ABANDONO ESCOLAR IGUAL A EXCLUSÃO SOCIAL

No Público de hoje referem-se as enormes dificuldades sentidas nas escolas para manterem em funcionamento os grupos de alunos envolvidos no Programa para a Inclusão e Cidadania (PIEC) uma pareceria entre o Ministério da Educação, o Instituto de Segurança Social e o Instituto de Emprego e Formação Profissional (IEFP). Este programa visa combater o abando no escolar sobre o qual se justifica algumas notas
Considerando dados da União Europeia relativamente ao abando no escolar, sendo certo que em Portugal diminuiu a taxa de abandono, temos que em 2009 a média da UE a 27 era de 14.4 % e em Portugal 31.2 %. Segundo o INE, em 2010 o abandono continuou a cair mas é ainda de 28,7 %, ou seja, o dobro da média em europeia. Tal indicador vem mostrar o que sempre afirmo, não somos um país de “doutores”, ideia falsa vendida até à exaustão por uma opinião publicada ignorante e apoiada em alguma comunicação social mais negligente.
Como muito frequentemente afirmo, o abandono escolar é frequentemente a primeira etapa da exclusão social. Nesta perspectiva, o combate ao abandono deve, tem de, ser um eixo central na política educativa.
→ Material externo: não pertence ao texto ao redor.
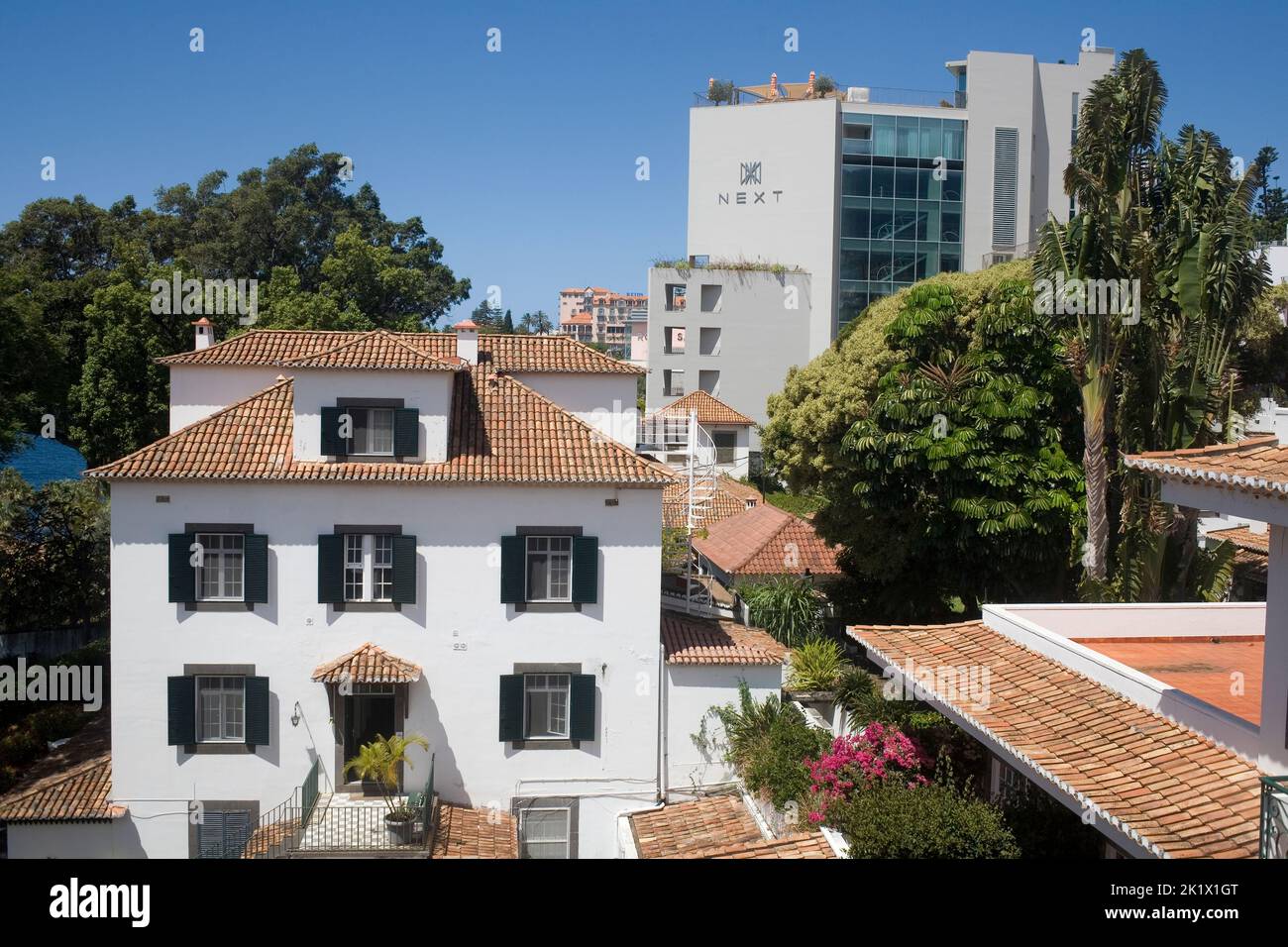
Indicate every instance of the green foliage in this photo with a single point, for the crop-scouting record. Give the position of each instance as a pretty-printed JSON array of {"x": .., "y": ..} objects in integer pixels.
[
  {"x": 75, "y": 287},
  {"x": 54, "y": 548},
  {"x": 816, "y": 664},
  {"x": 940, "y": 432},
  {"x": 380, "y": 761},
  {"x": 769, "y": 742},
  {"x": 720, "y": 91},
  {"x": 787, "y": 607},
  {"x": 935, "y": 821},
  {"x": 797, "y": 504}
]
A eficácia nesta tentativa de baixar os níveis de abandono passa necessariamente pela diversificação dos percursos de educação e formação, o que habitualmente se designa por oferta educativa.
Deve sublinhar-se que têm sido realizados progressos bastante significativos na diversificação desta oferta embora, muitas vezes, as alternativas disponibilizadas sejam percebidas pelos alunos e pelas famílias como “formação de segunda”. Algumas escolas têm práticas que alimentam esta percepção, na medida em que canalizam preferencialmente os “maus alunos” para formação “alternativa”.
Na verdade, o que é absolutamente central é que os jovens ao sair do sistema se encontrem equipados com qualificação profissional, quer ao nível do ensino secundário, quer ao nível do ensino superior, que com o trabalho no âmbito do ensino politécnico tem condições para processos de qualificação mais curtos e mais diversificados.
Neste contexto, parece essencial que sejam acauteladas as iniciativas que combatam o abandono desde que, evidentemente, a sua avaliação revele a qualidade necessária e não mais um fonte de desperdício ou um programa inócuo para cumprir estatísticas.

2 comentários:

  1. No PIEF trabalha-se assim.
    P.f. consulte
    http://teixoso.wordpress.com/

    cumprimentos

    ResponderEliminar
  2. Caro Rui, agradeço o seu contacto e o link para o Trabalho que realizam. Por isso disse no meu texto que é grave desinvestir nas iniciativas que combatem o abandono escolar. O Ministro Crato é bom em contas deveria saber que é mais barato cuidar agora do que remediar depois.